Agência Brasil - A reforma em tramitação soluciona, então, o problema dos estados e municípios?
Narlon Gutierre - Ela contribui para caminhar no sentido da solução. Mas temos entes federativos com déficits bastante elevados. Não quer dizer que, aprovada a reforma, no dia seguinte já esteja tudo resolvido. As alterações que vão ser feitas vão valer para todos os regimes próprios, de imediato. A mudança é na Constituição. Nesse sentido, sim [soluciona]. A reforma altera para todos.
Agência Brasil – O governo faz um acompanhamento do déficit dos estados? Há um dado unificado?
Narlon Gutierre - A gente tem o papel de fazer a supervisão de todos os regimes próprios de Previdência. A gente acompanha o déficit atuarial, a situação financeira, repasse das contribuições. O déficit financeiro dos estados, em 2016, foi R$ 89,6 bilhões. O atuarial é de R$ 4,6 trilhões.
Agência Brasil – Qual a diferença entre déficit atuarial e financeiro?
Narlon Gutierre - O déficit financeiro é aquele que você apura no ano. Quanto você arrecadou de contribuições e outras receitas e quanto pagou de benefícios. No caso do atuarial todos os regimes próprios têm que fazer uma projeção de longo prazo, para um período de pelo menos 75 anos, de todos os ingressos com receitas e pagamentos de benefícios. Aí você compara tudo e calcula o déficit atuarial. No caso da União, o déficit financeiro ficou em R$ 77 bilhões em 2016 e o atuarial está em R$ 1,2 trilhão.
Agência Brasil - O governo admite que o déficit da União tem ficado estável em relação ao ao Produto Interno Bruto (PIB). As entidades que representam os servidores federais dizem que não é preciso outra reforma …

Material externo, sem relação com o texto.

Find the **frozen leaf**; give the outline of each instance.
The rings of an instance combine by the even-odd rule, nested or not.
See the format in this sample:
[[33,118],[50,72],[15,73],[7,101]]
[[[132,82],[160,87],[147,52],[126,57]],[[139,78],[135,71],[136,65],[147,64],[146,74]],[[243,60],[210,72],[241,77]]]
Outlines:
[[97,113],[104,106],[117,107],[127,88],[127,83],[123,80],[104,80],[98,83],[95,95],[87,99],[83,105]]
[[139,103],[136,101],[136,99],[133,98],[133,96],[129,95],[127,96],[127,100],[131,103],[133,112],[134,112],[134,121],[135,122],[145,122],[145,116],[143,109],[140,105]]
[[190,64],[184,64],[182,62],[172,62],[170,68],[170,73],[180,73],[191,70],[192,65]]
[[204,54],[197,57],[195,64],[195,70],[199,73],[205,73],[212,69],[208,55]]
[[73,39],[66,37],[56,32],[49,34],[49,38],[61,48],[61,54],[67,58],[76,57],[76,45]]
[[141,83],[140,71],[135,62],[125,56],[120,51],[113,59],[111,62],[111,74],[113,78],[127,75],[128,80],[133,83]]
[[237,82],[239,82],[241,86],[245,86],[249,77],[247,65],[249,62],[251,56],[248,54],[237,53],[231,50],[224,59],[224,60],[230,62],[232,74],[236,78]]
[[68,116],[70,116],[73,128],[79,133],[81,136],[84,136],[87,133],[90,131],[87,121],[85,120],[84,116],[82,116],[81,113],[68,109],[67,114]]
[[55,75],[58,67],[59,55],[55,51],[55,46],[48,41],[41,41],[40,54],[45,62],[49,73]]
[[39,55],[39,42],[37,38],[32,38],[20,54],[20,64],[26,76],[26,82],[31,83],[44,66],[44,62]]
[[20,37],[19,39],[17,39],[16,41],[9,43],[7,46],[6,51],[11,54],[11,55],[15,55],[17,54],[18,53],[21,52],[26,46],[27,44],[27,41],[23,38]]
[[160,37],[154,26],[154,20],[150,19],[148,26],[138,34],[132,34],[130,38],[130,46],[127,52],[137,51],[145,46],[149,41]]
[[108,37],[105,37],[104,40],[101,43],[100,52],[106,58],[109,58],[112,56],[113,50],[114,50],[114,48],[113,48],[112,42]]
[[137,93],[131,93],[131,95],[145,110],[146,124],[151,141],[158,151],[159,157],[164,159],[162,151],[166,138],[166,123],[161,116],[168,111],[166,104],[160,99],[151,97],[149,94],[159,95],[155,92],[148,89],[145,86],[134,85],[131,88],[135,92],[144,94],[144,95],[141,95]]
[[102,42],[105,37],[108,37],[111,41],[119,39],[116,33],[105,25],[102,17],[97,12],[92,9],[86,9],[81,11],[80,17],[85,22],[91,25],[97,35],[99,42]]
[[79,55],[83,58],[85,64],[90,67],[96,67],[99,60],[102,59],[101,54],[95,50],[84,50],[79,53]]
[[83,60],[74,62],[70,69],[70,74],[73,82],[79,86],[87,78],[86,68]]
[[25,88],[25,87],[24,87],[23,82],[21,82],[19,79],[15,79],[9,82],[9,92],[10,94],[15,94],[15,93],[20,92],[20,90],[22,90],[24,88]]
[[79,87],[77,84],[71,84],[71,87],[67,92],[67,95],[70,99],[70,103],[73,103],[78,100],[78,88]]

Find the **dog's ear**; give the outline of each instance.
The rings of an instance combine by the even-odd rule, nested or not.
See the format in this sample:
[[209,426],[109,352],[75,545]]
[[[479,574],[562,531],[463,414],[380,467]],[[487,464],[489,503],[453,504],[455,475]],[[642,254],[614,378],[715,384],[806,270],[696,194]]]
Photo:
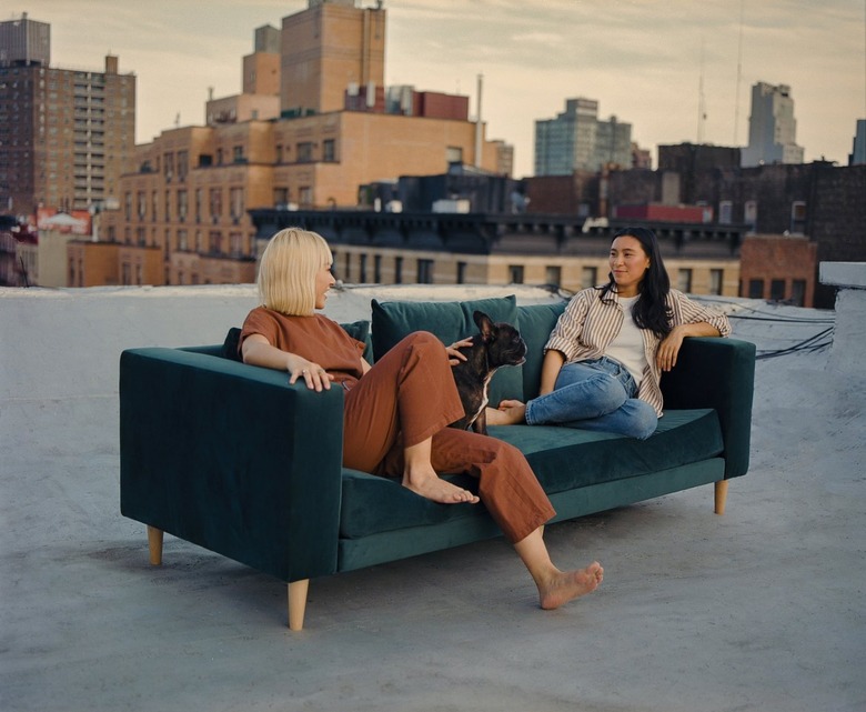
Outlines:
[[474,314],[472,314],[472,318],[475,320],[475,323],[479,327],[479,331],[481,331],[481,337],[484,339],[484,343],[487,343],[493,338],[493,332],[496,329],[496,327],[493,324],[493,320],[483,311],[476,311]]

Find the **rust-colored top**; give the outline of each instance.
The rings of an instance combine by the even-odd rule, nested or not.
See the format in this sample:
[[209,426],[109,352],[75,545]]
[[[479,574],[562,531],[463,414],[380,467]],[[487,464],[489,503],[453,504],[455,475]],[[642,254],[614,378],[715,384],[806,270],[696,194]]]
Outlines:
[[346,388],[352,388],[364,373],[361,365],[364,343],[352,339],[340,324],[322,314],[289,317],[256,307],[243,322],[238,348],[254,333],[281,351],[318,363],[334,377],[335,383]]

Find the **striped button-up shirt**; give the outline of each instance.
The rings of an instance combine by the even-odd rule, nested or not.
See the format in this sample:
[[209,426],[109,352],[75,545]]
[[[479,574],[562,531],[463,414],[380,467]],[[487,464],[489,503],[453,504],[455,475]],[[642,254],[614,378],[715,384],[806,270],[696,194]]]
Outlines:
[[[544,350],[562,352],[565,363],[600,359],[605,355],[607,347],[622,329],[625,314],[616,292],[608,291],[604,298],[601,294],[601,289],[593,287],[572,297],[551,332]],[[718,329],[723,337],[731,333],[731,324],[725,314],[698,304],[678,290],[668,291],[667,305],[671,309],[672,327],[705,321]],[[655,360],[661,339],[650,329],[641,329],[641,334],[647,365],[637,398],[650,403],[661,418],[664,403],[659,385],[662,371]]]

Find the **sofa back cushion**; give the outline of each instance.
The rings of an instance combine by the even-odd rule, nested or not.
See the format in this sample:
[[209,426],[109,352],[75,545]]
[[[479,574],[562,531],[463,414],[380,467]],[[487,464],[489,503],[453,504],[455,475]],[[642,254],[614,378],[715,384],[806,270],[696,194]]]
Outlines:
[[[380,302],[372,301],[373,354],[376,359],[413,331],[430,331],[443,343],[479,332],[473,314],[483,311],[493,321],[517,324],[517,300],[511,294],[463,302]],[[490,387],[491,404],[505,398],[523,398],[523,367],[496,371]]]

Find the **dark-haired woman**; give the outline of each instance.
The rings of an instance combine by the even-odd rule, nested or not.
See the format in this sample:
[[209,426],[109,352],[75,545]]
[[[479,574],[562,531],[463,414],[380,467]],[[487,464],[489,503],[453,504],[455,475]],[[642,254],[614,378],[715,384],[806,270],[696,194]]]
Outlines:
[[606,284],[577,292],[544,347],[538,398],[503,401],[489,424],[560,424],[641,440],[662,417],[662,371],[686,337],[726,337],[727,318],[671,282],[655,233],[620,230]]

Narlon Gutierre - Na verdade a União tem, hoje, uma situação menos explosiva em relação ao déficit. Mas tem um déficit muito elevado e precisa ser tratado. [A situação] é melhor que a dos estados, mas isso não quer dizer que não tenha que passar por uma reforma. Além do déficit, o que o governo tem procurado expressar em relação à mudança de perfil demográfico [envelhecimento da população] é que isso também vai impactar o Regime Próprio de Previdência no futuro. A Previdência é importante, tem um papel de proteção social que a gente quer que seja preservado. Mas ela tem que se adaptar às mudanças. E tem a questão também de igualar os regimes.
Agência Brasil - Dentro desse déficit de R$ 77 bilhões estão as Forças Armadas, que não serão atingidas pela reforma agora. Qual a parte delas no saldo negativo das contas previdenciárias?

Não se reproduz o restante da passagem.